Greffière: Mme Dupraz.
Parties
X.________, recourant,
contre
Département fédéral de justice et police, 3003 Berne.
Objet
Exception aux mesures de limitation,
recours de droit administratif contre la décision du Département fédéral de justice et police du 25 avril 2003.
Faits:
A.
Ressortissant yougoslave (du Kosovo) né le 6 mars 1965, X.________ est arrivé en Suisse le 6 février 1988. Depuis lors, il a travaillé de façon irrégulière (à la demande) comme maçon dans une entreprise de construction, sans autorisation de séjour ni de travail. Au début de l'année 2002, il s'est annoncé aux autorités compétentes en matière de police des étrangers et a été entendu le 22 février 2002 par le Service de l'état civil et des habitants du canton du Jura (ci-après: le Service cantonal). Il a notamment déclaré qu'il était divorcé et qu'il avait deux enfants, nés en 1990 et 1991, qui étaient élevés au Kosovo par leurs grands-parents paternels. Il a effectué le 28 février 2002 les formalité inhérentes à une déclaration d'arrivée en Suisse.
B.
En raison du séjour et du travail illégaux de X.________, le Service cantonal a dénoncé, le 13 mars 2002, l'intéressé, son employeur et son frère, Y.________, qui l'hébergeait, pour infractions à la loi fédérale du 26 mars 1931 sur le séjour et l'établissement des étrangers (LSEE; RS 142.20). En conséquence, X.________ a été condamné, le 17 juin 2002, à dix jours d'emprisonnement avec sursis pendant deux ans et à une amende de 2'000 fr.
C.
Le 18 mars 2002, le Département de l'économie et de la coopération du canton du Jura (ci-après: le Département cantonal) a demandé à l'Office fédéral des étrangers, actuellement l'Office fédéral de l'immigration, de l'intégration et de l'émigration, (ci-après: l'Office fédéral) d'exempter X.________ des mesures de limitation du nombre des étrangers afin qu'il puisse recevoir une autorisation de séjour en application de l'art. 13 lettre f de l'ordonnance du 6 octobre 1986 limitant le nombre des étrangers (OLE; RS 823.21) et de la circulaire émise le 21 décembre 2001 par l'Office fédéral et par l'Office fédéral des réfugiés.

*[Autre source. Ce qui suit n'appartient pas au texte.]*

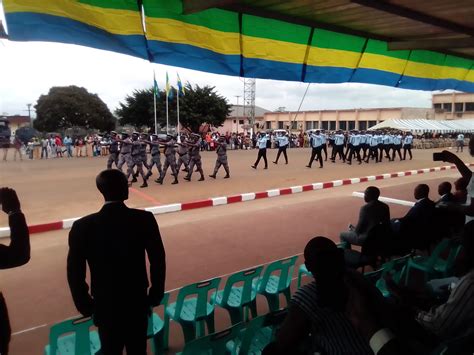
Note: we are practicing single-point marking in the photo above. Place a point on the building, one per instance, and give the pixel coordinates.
(15, 122)
(237, 122)
(452, 106)
(349, 119)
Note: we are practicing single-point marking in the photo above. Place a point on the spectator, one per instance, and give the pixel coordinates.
(115, 252)
(468, 209)
(16, 254)
(371, 214)
(319, 307)
(444, 191)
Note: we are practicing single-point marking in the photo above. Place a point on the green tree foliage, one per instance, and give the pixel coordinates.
(200, 105)
(69, 106)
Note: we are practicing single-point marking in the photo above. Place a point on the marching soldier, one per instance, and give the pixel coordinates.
(136, 160)
(194, 158)
(221, 151)
(113, 151)
(125, 150)
(283, 142)
(317, 146)
(170, 160)
(183, 156)
(155, 155)
(262, 150)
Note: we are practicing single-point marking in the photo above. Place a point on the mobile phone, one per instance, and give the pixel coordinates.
(438, 156)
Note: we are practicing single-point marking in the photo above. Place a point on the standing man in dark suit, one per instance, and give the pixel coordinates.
(371, 214)
(114, 243)
(16, 254)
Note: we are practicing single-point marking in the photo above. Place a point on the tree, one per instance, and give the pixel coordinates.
(69, 106)
(200, 105)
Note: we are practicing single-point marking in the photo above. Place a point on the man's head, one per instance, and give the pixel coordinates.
(444, 188)
(113, 185)
(371, 193)
(422, 191)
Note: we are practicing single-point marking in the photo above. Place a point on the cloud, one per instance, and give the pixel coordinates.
(29, 69)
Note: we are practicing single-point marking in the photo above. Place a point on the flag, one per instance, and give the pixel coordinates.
(180, 86)
(156, 91)
(169, 88)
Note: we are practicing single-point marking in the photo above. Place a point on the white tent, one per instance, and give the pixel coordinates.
(422, 125)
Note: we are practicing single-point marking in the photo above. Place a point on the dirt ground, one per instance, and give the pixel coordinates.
(200, 244)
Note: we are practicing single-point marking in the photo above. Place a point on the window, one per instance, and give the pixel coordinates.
(372, 123)
(458, 106)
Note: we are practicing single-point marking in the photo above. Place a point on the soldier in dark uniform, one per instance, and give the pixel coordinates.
(113, 150)
(194, 157)
(155, 155)
(183, 158)
(221, 151)
(136, 159)
(170, 160)
(125, 150)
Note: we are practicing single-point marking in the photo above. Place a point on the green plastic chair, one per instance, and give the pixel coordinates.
(158, 329)
(271, 285)
(237, 298)
(73, 336)
(258, 333)
(215, 344)
(192, 312)
(428, 264)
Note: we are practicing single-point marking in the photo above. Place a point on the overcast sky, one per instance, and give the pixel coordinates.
(29, 69)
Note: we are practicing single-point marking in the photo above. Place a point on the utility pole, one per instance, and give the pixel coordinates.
(237, 111)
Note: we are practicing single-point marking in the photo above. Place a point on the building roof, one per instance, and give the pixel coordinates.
(17, 119)
(238, 111)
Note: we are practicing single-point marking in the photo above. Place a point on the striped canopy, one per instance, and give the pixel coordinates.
(226, 42)
(422, 125)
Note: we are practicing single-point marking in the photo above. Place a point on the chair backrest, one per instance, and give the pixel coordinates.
(215, 343)
(79, 327)
(284, 267)
(272, 320)
(247, 277)
(201, 291)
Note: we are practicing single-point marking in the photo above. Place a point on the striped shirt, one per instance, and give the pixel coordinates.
(331, 331)
(456, 315)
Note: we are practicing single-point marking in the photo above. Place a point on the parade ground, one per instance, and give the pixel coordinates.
(201, 243)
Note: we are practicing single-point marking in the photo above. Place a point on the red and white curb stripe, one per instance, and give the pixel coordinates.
(225, 200)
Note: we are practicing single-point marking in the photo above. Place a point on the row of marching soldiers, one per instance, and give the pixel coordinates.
(132, 151)
(372, 144)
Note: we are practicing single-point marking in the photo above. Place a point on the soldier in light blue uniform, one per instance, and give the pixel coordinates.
(407, 142)
(283, 142)
(317, 147)
(262, 150)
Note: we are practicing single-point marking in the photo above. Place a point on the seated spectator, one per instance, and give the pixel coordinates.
(371, 214)
(318, 308)
(417, 229)
(444, 191)
(16, 254)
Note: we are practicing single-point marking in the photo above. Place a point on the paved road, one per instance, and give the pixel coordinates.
(200, 244)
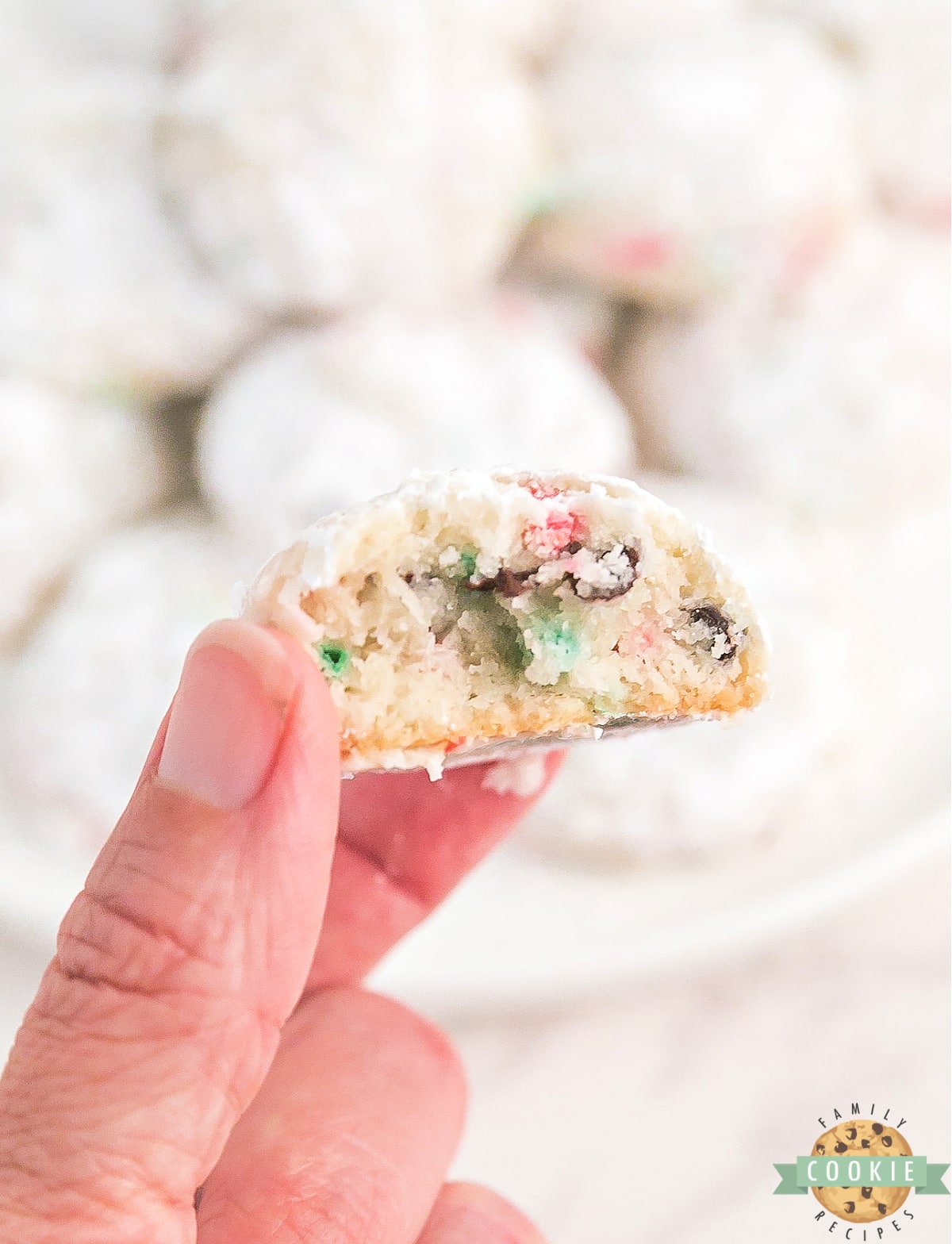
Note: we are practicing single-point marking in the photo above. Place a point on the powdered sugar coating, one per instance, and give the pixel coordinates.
(332, 155)
(687, 161)
(321, 420)
(70, 469)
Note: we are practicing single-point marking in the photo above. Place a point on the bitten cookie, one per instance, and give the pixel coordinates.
(470, 609)
(864, 1137)
(665, 795)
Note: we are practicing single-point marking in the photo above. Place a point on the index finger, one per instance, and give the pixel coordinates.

Par décision du 26 août 2002, l'Office fédéral a refusé de mettre X.________ au bénéfice d'une exception aux mesures de limitation au sens de l'art. 13 lettre f OLE. Il a notamment relevé que la durée des séjours en Suisse de l'intéressé n'était pas pertinente dans la mesure où ces séjours avaient été interrompus par des voyages au Kosovo et où ils étaient illégaux. De plus, X.________ ne pouvait pas se prévaloir d'une intégration professionnelle ou sociale exceptionnelle. En outre, l'intéressé n'avait pas créé des liens spécialement étroits avec la Suisse alors qu'il avait conservé des attaches importantes avec le Kosovo, pays où vivaient ses enfants et ses parents.
D.
Le 25 avril 2003, le Département fédéral de justice et police (ci-après: le Département fédéral) a rejeté le recours de X.________ contre la décision de l'Office fédéral du 26 août 2002 et confirmé l'assujettissement de l'intéressé aux mesures de limitation. Il a repris, en la développant, l'argumentation de l'Office fédéral. Comme X.________ alléguait avoir séjourné "une quinzaine d'années" en Suisse, le Département fédéral a rappelé que les séjours illégaux en Suisse n'étaient pas pris en compte dans l'examen d'un cas de rigueur.
E.
Agissant par la voie du recours de droit administratif, X.________ demande au Tribunal fédéral, sous suite de frais et dépens, d'annuler la décision du Département fédéral du 25 avril 2003 et de le mettre au bénéfice d'une exception aux mesures de limitation au sens de l'art. 13 lettre f OLE. Il prétend vivre en Suisse depuis quelque quinze ans et soutient que son employeur aurait demandé deux fois (en 1993 et en 2001) des autorisations de séjour saisonnières en sa faveur. Il invoque sa bonne intégration professionnelle et sociale. Il fait valoir les changements intervenus au Kosovo depuis son départ et déclare être plus utile à ses enfants s'il reste en Suisse d'où il peut leur envoyer de quoi subvenir à leurs besoins qu'en rentrant dans sa patrie où il n'est pas sûr de trouver du travail. Il se prévaut de ce que le Département cantonal ait demandé à l'Office fédéral de l'exempter des mesures de limitation en vertu de l'art. 13 lettre f OLE afin qu'il puisse recevoir une autorisation de séjour.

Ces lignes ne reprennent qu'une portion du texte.